Gene expression profiling and bioinformatics analysis have been used to explore the prognostic markers in many cancers. In our study, using these high-throughput expression data, we aimed to construct and validate a novel prognostic nomogram with more accuracy than traditional TNM staging system for melanoma patients through combining ARGs signature and clinical parameters.

Materials and methods

Data collection and processing

All the RNA sequencing data were extracted from The Cancer Genome Atlas (TCGA) dataset (https://portal.gdc.cancer.gov/), Gene Expression Omnibus (GEO) dataset (https://www.ncbi.nlm.nih. gov/geo/) and the Genotype-Tissue Expression (GTEx) project using the University of California Santa Cruz (UCSC) Xena website (https://xenabrowser.net/datapages/). The 222 ARGs were extracted from the Human Autophagy Database (HADb, http://www.autophagy.lu/project.html) [16]. TCGA data including 471 melanoma samples and 1 normal sample and GETx data including 812 normal tissue samples were used to identify the differentially expressed ARGs with log2 | fold-change (FC) | > 2 and adjusted P-value < 0.05 using R package “limma”. 460 melanoma samples in TCGA including overall survival were used for the following univariate and multivariate Cox analysis as the TCGA training cohort. 79 melanoma samples in GSE54467 (GEO validation cohort) were used for external validation. Before Cox analysis, the overlapped genes in TCGA and GEO cohorts were extracted and their expressions were normalized using “limma” and “sva” package in R.

Functional annotation and pathway enrichment analysis

Gene ontology (GO), including biological process, cellular component and molecular function, and Kyoto Encyclopedia of Gene and Genomes (KEGG) [17, 18] pathway analysis were performed for these differentially expressed ARGs using “org. Hs.eg.db”, “clusterProfiler”, “enrichplot”, “ggplot2”, “GOplot” packages in R. Adjust P value less than 0.05 was considered statistically significant. GSEA (Gene Set Enrichment Analysis) was performed in java GSEA (verision 3.0) based on the Molecular Signatures Database version 6.233. With the 460 melanoma samples in TCGA dataset, KEGG and HALLMARK pathways, associated with high-risk and low-risk groups were identified by using hallmark gene sets and KEGG gene sets. FDR q value < 0.05, |NES| > 1 were considered statistically significant.
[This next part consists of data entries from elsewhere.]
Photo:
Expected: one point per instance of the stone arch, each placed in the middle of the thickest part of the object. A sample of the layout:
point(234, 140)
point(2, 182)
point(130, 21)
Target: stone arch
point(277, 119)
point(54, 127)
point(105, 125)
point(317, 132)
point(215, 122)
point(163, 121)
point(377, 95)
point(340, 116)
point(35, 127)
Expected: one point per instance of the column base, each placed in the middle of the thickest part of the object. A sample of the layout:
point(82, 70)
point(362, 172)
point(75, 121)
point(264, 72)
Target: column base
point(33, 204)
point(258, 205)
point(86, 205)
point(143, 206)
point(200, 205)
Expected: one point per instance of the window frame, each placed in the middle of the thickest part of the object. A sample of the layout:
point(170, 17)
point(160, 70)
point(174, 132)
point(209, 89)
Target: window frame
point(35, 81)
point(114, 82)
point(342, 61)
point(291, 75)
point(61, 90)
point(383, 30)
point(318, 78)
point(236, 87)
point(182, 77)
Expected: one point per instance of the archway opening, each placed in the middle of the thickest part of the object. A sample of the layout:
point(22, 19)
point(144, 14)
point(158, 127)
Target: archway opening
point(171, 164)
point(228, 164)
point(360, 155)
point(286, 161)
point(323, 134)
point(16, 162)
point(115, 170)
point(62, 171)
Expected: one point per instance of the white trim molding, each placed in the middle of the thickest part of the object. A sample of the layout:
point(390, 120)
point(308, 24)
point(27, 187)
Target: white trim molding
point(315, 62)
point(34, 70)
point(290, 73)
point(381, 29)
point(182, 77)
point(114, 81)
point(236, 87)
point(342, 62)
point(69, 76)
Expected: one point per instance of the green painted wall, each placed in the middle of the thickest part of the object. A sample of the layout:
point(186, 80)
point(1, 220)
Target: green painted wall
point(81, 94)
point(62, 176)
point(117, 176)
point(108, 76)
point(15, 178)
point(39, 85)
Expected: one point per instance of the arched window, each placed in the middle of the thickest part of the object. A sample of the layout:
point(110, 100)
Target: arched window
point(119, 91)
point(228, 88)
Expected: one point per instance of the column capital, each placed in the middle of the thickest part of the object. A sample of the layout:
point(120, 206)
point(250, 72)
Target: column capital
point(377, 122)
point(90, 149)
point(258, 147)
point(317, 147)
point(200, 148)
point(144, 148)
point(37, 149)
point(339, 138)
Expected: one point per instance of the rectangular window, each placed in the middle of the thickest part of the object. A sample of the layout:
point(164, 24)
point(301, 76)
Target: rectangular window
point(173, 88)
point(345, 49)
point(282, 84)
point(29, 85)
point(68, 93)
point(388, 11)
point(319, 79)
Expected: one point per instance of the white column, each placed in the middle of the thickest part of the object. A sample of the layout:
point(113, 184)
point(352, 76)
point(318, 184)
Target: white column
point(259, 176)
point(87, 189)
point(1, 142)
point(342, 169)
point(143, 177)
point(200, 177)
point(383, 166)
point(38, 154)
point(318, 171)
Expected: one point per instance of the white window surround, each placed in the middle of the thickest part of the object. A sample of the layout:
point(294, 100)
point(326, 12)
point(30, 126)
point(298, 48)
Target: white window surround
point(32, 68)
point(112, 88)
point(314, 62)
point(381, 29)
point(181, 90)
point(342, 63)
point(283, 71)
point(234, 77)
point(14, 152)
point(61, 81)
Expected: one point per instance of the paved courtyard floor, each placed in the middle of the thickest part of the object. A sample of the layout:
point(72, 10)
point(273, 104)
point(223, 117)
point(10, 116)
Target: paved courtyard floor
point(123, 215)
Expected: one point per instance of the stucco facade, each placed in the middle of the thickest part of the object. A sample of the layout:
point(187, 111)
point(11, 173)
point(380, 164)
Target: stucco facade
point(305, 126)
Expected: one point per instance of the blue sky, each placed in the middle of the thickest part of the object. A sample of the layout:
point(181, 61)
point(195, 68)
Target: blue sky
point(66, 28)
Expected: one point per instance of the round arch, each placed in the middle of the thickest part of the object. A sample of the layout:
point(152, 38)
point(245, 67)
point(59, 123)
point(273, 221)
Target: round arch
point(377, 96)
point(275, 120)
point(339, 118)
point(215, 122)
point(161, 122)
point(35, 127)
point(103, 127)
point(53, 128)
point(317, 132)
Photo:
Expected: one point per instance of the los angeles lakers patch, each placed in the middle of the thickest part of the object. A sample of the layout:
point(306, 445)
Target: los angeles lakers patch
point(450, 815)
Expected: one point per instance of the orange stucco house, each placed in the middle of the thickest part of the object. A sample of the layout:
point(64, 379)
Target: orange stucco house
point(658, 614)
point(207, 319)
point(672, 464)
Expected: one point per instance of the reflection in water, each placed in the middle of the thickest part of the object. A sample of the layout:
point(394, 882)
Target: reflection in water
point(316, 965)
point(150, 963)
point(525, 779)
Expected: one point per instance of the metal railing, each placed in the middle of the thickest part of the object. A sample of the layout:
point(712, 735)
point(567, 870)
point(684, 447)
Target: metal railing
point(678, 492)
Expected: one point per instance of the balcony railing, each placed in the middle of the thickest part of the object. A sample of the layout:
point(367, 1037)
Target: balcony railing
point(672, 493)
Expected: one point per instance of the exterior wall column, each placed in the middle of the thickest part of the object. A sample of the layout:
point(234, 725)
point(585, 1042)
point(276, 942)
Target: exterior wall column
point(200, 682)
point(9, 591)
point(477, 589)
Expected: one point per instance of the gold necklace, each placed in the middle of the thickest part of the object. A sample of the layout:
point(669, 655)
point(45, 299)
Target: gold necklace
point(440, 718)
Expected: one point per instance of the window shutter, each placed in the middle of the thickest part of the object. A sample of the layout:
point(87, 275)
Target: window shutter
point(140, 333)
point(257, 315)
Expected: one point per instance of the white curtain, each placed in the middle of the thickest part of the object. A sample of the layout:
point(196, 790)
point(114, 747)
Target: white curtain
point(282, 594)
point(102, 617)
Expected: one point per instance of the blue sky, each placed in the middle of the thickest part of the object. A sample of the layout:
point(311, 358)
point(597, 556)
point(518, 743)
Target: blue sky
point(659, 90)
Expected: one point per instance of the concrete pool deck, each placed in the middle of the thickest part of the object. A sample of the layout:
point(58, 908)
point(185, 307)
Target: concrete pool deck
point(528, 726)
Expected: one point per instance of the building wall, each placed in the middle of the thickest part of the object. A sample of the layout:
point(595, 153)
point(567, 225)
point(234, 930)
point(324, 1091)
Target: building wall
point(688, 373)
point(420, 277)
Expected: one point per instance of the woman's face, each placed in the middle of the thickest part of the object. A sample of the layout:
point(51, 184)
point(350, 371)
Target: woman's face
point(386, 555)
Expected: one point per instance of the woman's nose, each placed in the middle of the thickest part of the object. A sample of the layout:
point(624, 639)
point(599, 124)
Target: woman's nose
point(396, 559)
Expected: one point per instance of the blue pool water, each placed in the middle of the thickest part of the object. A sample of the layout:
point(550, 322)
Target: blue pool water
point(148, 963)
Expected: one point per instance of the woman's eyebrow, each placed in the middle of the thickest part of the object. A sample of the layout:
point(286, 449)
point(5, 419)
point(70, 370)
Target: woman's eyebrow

Construction and evaluation of ARGs-based prognostic signature

Univariate Cox analysis was conducted to screen these differentially expressed ARGs related to overall survival in TCGA melanoma training cohort. Then, least absolute shrinkage and selection operator (LASSO) COX regression analysis and multivariate COX regression analysis were used to select the prognostic ARGs [19]. The optimal prognostic ARGs were determined to construct ARGs signature based on the Akaike information criteria (AIC). ARGs signature = β1 × expression of Gene1 + β2 × expression of Gene2 + ⋯ + βn × expression of Genen, where β is the corresponding coefficients generated by multivariate Cox analysis. The ARGs signature of each patient from the TCGA and GEO cohorts was calculated based on the above formula. The median signature from TCGA training cohort was regarded as the cutoff for both TCGA and GEO cohorts. All patients were strictly separated to high- and low-risk group with the cutoff. The survival difference for each cohort was evaluated by the Kaplan-Meier curve and log-rank test. Furthermore, to determine whether the ARGs signature could act as an independent prognostic factor, univariate and multivariate Cox analysis were performed in TCGA and GEO cohorts based on ARGs signature and clinicopathological factors including age, sex, body mass index (BMI), ulceration, Breslow depth and TNM stage. To further explore the predictive significance of ARGs signature in immunotherapy, GSE78220 dataset including 27 melanoma patients treated with anti-PD-1 therapy was used to divide high- and low-risk groups based on the same calculation formula and cutoff value described above. Fisher’s exact test was performed for low-risk and high-risk groups with and without responses to anti-PD-1 treatment. R package “glment”, “survminer” and “survival” were used in these analyses.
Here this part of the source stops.